As you have noted, the most common way of doing it is to use suffixes, which sometimes indicate what gender nouns will have. You can easily find lists (with Google) such as this one which will give you suffixes and what gender they typically indicate. This second one actually includes the accuracy for each suffix, i.e. the percentage of exceptional cases.
If still undecided, other general rules can help you; though their efficiency may be better than a toss-up, they’re far from foolproof. See here and there for such examples.
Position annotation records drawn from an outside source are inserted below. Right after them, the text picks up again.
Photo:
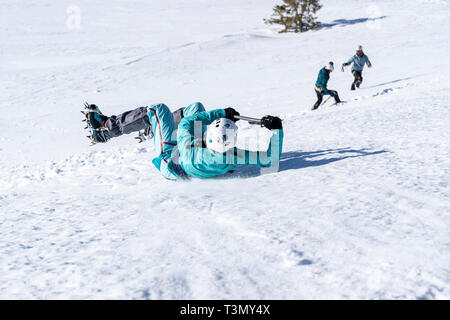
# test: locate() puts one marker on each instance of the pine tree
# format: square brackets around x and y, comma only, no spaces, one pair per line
[296,15]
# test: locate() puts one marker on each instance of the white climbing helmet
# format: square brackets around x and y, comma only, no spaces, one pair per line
[221,135]
[330,66]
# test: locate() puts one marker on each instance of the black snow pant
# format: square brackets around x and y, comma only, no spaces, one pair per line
[133,121]
[358,79]
[320,98]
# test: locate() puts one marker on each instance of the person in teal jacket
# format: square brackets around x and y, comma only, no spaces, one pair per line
[200,161]
[181,138]
[359,60]
[321,85]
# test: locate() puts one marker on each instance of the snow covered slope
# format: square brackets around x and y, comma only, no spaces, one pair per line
[359,209]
Je suis Anglais, et au début, c’était très difficile de me souvenir du genre de tout les mots. Honnêtement, parce que je n’ai jamais trouvé des règles sans exceptions, je vous conseille de :
- Apprendre, avec chaque mot, le genre de ce mot aussi. Si on apprend le vocabulaire pour un contrôle, par exemple, ne pas éviter l’apprentissage des genres.
- Si on a des amis français, demandez qu’ils vous corrigent sur chaque faute de genre (si j’ai fait une faute, corrigez-moi ici aussi).
Je pense qu’il n’y a pas de meilleure méthode. Après un peu de temps, je trouvais que je me souvenais de plus en plus des mots et de leur genre correctement.
Linguistics can assist; in particular, try to find articles or papers from Linguistics.
I input gender French nouns
into Google, which then revealed this (dubious) website, but which referenced this extremely informative and revealing study:
- Predictability in French gender attribution: A corpus analysis (PDF here)
Author:
Roy Lyster |
Publication date
2006/3/1 | Journal of French Language Studies, Volume
16, Issue
01, Pages
69-92, Publisher:
Cambridge University Press
Helpfully, Google Scholars lists (50, as of 2016/1/24) Citations at the bottom of the webpage; so ensure to consult these other Citations + the references listed at the end of each resource.
At 24 pages, 1 is too long to reproduce here, but the following quote (from its Abstract (on p 1)) should already convince you of its helpfulness and motivate you to read it:
The analysis classified noun endings as reliably
masculine, reliably feminine, or ambiguous, by considering as reliable predictors
of grammatical gender any noun ending that predicts the gender of least 90 per
cent of all nouns in the corpus with that ending. Results reveal that 81 per cent of
all feminine nouns and 80 per cent of all masculine nouns in the corpus are rule
governed, having endings that systematically predict their gender. These findings,
at odds with traditional grammars, are discussed in terms of their pedagogical
implications.
I then Googled genders in french semantics which revealed other resources:
- French gender assignment revisited, WORD, 56:1,
19-38, DOI:
10.1080/00437956.2005.1143255 - Le Ou La?: The Gender of French Nouns (1995) by Marie Surridge.
However, notice that 3 is already referenced on page 24 (of 24) of 1 above.